Will You Be My Baba? Remote Team Adventures in Bulgaria
Post hackathon (and the fact that it was Christie’s first weekend in Bansko) called for some tourist action. Maybe even something Bulgarian. You need some background.
This is Irina.
She runs Coworking Bansko and she’s awesome. She adopted us during our meetup and now she’s our new best friend forever. Over a beer in the park one evening (I swear it was just one), after the traditional Bulgarian dance class at the local school, Irina suggested becoming Bulgarian for a few hours over the weekend.

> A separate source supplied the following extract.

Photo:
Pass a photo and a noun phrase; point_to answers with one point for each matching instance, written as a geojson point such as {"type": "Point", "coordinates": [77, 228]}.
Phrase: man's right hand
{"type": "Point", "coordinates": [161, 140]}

In a small mountain town, about a 15 minute drive from Bansko, lies a beautiful village. In the village there is a house. In the house are the Entrepreneurial Babi (grannies). In their retirement, Baba Janna and Baba Elena share their stories of growing up in the not modern world. They want to pass on the traditions to the younger generations who are losing their heritage (and maybe their ability to drink copious amounts of rakia before lunch. And probably breakfast). They usually cater to a Bulgarian audience but if you have an awesome new best friend forever like Irina, then they are happy to entertain the tourist crowd. Well, they would be happy to share anyway but without a translator you might not know what was going on.
Christie looked as excited as a bug(fix) in a wormhole [surely you guys can do better than that?]. She championed the cause to the geek dudes. It was decided. Mostly because it was supposed to be raining all day and hiking was out.
So, on Sunday we squeezed the six of us into our ‘hire car’ (we’ve been here long enough that we have a transport fixer and don’t need to go through Hertz) and drove off into the sunset.
No, that didn’t happen. We drove off to a mountain village. It was late on a Sunday morning. We arrived at a house. Out of the house shuffled the Babi wearing traditional Bulgarian clothing, red slippers and big smiles. They greeted us with flowers for our hair. Right for the marrieds, left for the singles.
They took us inside. We toasted our arrival with a jug of Rakia (I’m pretty sure Baba Janna can drink us all under the table). We were led to a room with a low ceiling and a weaving loom. The walls were decked with bright red waistcoats. It didn’t take long before we were decked out in traditional garb.
Girls first - first a white underdress. Then a red overdress. Then an apron. Then a headscarf. Sweet.
Boys next. Shirts, waistcoats and hats. And guns. Basics.